Saturday, 8th May, 2010

x86_64 Assembler, Part 1

Oh god. Oh god. WHY IS rcx BEING SET TO 0?!

This was effectively an exercise in getting to grips with x86_64 and gdb. Both powerful, both requiring years of use to really “know”.

Either way, I had a dabble, tackling both problem 5 and problem 6 in assembler. This blog post will cover problem 5.

Original Problem 5 Here

A real challenge was that I’d never had used an assembler, or a linker, so I had to get those working along side getting my code to work. I chose to use the Linux system calls for getting output from my program, since I don’t actually know how those work deep down, but they’re there.

For my assembler, I settled for nasm, and for linking, I left that to GCC. I used nasm because it was what I first came across (with regards to tutorials) and it seemed to be the most likely to “just work” without additional complexity.
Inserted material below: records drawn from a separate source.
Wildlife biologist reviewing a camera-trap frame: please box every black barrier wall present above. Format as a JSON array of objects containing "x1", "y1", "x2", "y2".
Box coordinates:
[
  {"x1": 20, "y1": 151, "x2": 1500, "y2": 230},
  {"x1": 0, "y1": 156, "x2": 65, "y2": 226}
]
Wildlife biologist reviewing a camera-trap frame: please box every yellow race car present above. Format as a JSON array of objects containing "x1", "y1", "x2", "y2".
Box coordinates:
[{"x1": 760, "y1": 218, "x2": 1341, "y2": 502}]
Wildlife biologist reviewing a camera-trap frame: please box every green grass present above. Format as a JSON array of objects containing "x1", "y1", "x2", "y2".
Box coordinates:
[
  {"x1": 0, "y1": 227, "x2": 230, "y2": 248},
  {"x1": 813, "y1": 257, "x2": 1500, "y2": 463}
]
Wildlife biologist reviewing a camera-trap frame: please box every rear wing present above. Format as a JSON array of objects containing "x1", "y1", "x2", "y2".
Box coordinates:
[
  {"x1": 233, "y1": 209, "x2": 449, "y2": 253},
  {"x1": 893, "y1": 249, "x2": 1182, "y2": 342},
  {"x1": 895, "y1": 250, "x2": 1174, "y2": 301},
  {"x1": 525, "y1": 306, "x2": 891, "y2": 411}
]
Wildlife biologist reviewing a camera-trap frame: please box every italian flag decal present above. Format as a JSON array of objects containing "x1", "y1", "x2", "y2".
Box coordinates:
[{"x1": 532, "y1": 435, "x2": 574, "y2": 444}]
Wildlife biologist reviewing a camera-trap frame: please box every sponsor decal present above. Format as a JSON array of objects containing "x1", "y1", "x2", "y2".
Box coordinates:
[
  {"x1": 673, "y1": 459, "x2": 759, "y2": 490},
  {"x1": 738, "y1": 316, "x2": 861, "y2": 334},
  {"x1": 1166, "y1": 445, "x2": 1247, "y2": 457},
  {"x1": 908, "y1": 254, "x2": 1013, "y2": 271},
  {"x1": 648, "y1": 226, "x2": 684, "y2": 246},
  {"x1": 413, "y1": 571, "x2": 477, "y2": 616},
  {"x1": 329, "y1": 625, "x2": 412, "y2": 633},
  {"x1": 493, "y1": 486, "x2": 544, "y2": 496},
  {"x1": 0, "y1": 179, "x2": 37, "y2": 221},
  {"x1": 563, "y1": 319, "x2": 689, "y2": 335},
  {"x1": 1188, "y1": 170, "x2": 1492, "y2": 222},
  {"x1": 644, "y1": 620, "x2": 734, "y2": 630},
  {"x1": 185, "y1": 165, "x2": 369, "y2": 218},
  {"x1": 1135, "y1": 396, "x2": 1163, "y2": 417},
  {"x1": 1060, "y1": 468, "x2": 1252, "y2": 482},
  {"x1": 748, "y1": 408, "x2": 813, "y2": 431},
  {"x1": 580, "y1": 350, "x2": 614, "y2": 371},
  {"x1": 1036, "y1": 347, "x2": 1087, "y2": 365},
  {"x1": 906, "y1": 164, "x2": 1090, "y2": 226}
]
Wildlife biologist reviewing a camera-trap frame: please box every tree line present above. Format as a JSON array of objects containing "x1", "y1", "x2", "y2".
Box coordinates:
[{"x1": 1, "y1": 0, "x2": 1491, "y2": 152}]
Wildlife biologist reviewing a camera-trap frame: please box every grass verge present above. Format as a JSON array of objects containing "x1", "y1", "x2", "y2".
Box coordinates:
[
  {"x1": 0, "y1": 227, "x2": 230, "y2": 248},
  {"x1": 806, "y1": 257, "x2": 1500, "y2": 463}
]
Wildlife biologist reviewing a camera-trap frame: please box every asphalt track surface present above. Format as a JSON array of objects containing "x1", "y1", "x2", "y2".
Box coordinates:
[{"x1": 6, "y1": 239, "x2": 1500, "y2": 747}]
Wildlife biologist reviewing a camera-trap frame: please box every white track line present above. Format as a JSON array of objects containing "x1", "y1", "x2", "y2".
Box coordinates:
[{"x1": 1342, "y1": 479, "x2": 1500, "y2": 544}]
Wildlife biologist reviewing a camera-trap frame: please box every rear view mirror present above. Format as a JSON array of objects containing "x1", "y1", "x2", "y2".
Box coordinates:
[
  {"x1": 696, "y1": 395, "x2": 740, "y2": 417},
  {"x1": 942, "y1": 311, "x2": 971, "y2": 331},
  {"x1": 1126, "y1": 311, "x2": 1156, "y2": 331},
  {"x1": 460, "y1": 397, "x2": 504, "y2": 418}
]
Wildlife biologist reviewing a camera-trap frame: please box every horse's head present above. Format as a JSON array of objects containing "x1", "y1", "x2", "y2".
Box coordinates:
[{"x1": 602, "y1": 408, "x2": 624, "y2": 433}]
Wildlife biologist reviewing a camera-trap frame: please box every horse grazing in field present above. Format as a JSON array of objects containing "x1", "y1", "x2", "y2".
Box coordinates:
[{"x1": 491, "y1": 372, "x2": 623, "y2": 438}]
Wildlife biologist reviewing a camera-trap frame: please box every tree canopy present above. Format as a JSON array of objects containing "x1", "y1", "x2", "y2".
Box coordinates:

So in total, I had to work out:

  • x86_64 Assembler
  • nasm
  • GCC linking stuff
  • GDB
  • Use of Linux system calls at a low level

To get both problem 5 and 6 working correctly took well over 3 days of on/off hacking.

I first set about writing a Greatest Common Divisor algorithm, using subtraction as opposed to division, because I’ve always been told that division is slow. Also, it seemed easier to implement a subtraction based algorithm in asm than a division one.

gcd:
   ; calculate the GCD of RAX and RBX. Leave the result in RAX
   push rbx
	
gcd_st:
   ; Start of the GCD loop
   cmp rax, rbx
   je gcd_ret   ; If a = b, return (a)
   jl gcd_lt    ; elif a < b, return gcd(a-b, b),
   jg gcd_gt    ; elif a > b, return gcd(b-a, a).
	
gcd_ret:
   pop rbx ; Put rbx back where it was :-p
   ret
	
gcd_lt:
   sub rbx, rax ; b = b - a
   jmp gcd_st
	
gcd_gt:
   sub rax, rbx ; a = a - b
   jmp gcd_st

Oddly enough, to actually get that written down on paper was surprisingly easy! After that, I just needed to use it for a Lowest Common Divisor function:

lcm:
  ; Calculate the lcm of rax and rbx, leaving the result in rax.
  push rbx
  push rcx
  push rdx
  push rax
  mul rbx   ; a = a * b
  mov rcx, rax ; c = a * b
  pop rax ; a = a
  call gcd  ; a = gcd ( a, b )
  xchg rax, rcx ; swap a*b and gcd(a, b)
  div rcx   ; a = ( a * b ) / gcd ( a, b ) 
  pop rdx
  pop rcx
  pop rbx
  ret

Quite simple really… note the pushes an pop’s at the beginning and end respectively. I wanted to save the state of the registers before entering the procedure. After that, it is a simple implementation of (a*b) / gcd(a,b).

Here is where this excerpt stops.